Keine fünf Minuten später hatte sich der Himmel verfinstert. Blitze flackerten in der Dunkelheit und krachender Donner ließ die Erde zittern. Der Wind hob erneut an, aber er wehte jetzt kühl und es begann zu regnen. Die Tropfen prasselten herab, wie eine Sturzflut, und schließlich mischten sich Hagel und Schnee darunter. Die Eisgeschosse trafen Sareena und die metallene Rüstung dröhnte wie unter Hammerschlägen. Heißer Dampf stieg von den gegossenen Steinplatten auf und behinderte die Sicht.
„Aufpassen!“, rief Tonja. „Der Boden vereist.“
Kaum hatte Tonja Sareena gewarnt, glitt sie selbst aus, fiel hin und rutschte hilflos über das Eis. Der Sturm, der nun Schneeflocken in dichten Schleiern vor sich hertrieb, schob Tonja über den rutschigen Beton. Sie schlitterte über die Eisfläche und versuchte verzweifelt, mit ihren Eisenfingern Halt zu finden.

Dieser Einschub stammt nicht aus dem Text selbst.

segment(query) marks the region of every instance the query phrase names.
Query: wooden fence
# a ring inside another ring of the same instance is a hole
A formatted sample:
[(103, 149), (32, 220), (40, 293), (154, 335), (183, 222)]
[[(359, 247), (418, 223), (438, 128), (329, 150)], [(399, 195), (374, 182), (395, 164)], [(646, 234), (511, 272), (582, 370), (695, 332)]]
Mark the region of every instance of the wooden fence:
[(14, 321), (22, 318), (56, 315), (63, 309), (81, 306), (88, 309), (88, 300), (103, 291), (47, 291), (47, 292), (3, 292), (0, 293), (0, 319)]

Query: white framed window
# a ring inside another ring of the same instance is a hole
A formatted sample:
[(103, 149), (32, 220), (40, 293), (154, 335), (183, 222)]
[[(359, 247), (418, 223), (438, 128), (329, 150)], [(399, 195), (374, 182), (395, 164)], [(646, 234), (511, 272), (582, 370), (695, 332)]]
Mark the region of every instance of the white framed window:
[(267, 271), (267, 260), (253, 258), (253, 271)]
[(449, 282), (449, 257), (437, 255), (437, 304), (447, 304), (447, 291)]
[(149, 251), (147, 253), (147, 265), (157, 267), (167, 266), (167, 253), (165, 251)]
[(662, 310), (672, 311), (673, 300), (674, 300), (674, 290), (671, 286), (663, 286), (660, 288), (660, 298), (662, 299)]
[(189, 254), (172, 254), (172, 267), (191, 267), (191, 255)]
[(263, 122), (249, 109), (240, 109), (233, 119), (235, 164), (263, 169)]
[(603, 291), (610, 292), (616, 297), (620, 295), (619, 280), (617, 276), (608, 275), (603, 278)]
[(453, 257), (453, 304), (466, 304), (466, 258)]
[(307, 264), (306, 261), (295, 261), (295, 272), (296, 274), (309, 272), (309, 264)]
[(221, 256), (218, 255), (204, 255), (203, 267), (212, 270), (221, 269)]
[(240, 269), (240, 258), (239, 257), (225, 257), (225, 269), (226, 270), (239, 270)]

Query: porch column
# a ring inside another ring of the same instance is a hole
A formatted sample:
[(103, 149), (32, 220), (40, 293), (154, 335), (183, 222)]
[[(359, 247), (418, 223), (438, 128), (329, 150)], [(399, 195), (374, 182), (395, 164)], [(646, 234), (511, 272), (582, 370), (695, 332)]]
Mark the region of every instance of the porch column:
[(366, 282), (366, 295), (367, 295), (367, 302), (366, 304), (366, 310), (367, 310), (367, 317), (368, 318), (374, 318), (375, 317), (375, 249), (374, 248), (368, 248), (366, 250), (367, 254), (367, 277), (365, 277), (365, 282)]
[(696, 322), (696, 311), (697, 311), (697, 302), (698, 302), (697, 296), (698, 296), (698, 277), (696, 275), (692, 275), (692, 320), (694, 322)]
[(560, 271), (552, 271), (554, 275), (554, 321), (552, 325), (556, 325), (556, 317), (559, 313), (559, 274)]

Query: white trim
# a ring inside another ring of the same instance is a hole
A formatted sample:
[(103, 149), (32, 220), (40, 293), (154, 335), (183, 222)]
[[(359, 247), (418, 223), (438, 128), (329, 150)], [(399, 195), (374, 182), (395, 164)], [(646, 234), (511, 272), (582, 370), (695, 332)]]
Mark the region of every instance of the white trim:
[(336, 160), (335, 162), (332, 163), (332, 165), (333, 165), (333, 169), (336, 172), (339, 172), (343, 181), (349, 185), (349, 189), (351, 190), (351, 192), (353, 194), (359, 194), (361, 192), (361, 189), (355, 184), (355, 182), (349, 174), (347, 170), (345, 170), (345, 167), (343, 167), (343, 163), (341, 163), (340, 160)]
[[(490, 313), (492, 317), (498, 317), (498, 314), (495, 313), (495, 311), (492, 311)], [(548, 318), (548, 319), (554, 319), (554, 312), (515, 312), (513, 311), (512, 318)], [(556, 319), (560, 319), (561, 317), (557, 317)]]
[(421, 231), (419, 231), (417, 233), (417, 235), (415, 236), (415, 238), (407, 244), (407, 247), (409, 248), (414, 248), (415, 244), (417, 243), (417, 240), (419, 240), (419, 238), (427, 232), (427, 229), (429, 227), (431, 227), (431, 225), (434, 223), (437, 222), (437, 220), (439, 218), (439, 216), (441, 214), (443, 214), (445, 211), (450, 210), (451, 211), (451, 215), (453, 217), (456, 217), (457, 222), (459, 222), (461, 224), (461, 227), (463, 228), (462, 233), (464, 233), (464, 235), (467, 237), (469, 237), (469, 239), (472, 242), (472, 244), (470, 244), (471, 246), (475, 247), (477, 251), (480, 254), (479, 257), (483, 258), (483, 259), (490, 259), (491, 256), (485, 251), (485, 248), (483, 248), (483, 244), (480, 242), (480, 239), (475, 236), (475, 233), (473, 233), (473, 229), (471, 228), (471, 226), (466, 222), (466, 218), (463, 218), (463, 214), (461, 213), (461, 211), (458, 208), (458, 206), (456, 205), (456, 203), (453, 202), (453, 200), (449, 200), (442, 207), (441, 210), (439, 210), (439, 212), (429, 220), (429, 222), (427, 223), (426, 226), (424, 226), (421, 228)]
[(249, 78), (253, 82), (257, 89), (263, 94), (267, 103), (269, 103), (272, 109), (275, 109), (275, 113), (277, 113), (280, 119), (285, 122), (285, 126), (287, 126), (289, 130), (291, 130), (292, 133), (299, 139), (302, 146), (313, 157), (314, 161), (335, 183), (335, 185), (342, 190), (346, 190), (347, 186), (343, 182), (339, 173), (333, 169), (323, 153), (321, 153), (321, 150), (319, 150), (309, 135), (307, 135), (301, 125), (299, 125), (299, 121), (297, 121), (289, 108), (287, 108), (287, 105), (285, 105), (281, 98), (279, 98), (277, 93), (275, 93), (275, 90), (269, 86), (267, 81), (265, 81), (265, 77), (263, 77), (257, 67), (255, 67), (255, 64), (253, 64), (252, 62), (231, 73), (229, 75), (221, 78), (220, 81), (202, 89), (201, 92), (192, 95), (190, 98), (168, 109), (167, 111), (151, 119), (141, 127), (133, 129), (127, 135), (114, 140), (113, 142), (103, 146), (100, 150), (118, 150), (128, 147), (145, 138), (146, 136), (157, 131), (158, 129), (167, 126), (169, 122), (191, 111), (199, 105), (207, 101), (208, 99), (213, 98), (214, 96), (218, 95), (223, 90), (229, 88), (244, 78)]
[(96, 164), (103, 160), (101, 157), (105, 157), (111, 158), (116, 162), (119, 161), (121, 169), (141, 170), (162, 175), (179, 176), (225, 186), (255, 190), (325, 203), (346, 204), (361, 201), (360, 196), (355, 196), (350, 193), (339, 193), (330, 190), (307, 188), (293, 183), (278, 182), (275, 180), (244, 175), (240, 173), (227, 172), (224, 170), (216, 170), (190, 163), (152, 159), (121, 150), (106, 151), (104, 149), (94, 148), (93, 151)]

Sareena reagierte sofort. Sie lief, so gut es ging und so schnell sie konnte, über den glatten Untergrund, um Tonja abzufangen. Die Tengiji betätigte den Auslöser für die Fußanker. Daraufhin erfolgte ein Schlag und durchfuhr ihren Anzug, der ihr beinahe die Knochen in den Beinen gebrochen hätte. Im nächsten Augenblick stand sie buchstäblich wie angewurzelt. Tonja krachte gegen ihre Beine, krallte sich fest und blieb reglos liegen.
Der Sturm brach nun mit aller Gewalt los. Hagelsteine, so groß wie Äpfel, schossen aus jeder erdenklichen Richtung auf sie herab und zerplatzten mit dumpfem Knall auf dem Stein der Schlotkrone.
„Hat keinen Zweck, wegzulaufen“, hörte sie Tonja sagen. „Wir warten, bis es vorbei ist.“
„Ich hätte jetzt glatt ein Tänzchen gewagt“, antwortete Sareena ironisch, um ihre Angst zu überspielen.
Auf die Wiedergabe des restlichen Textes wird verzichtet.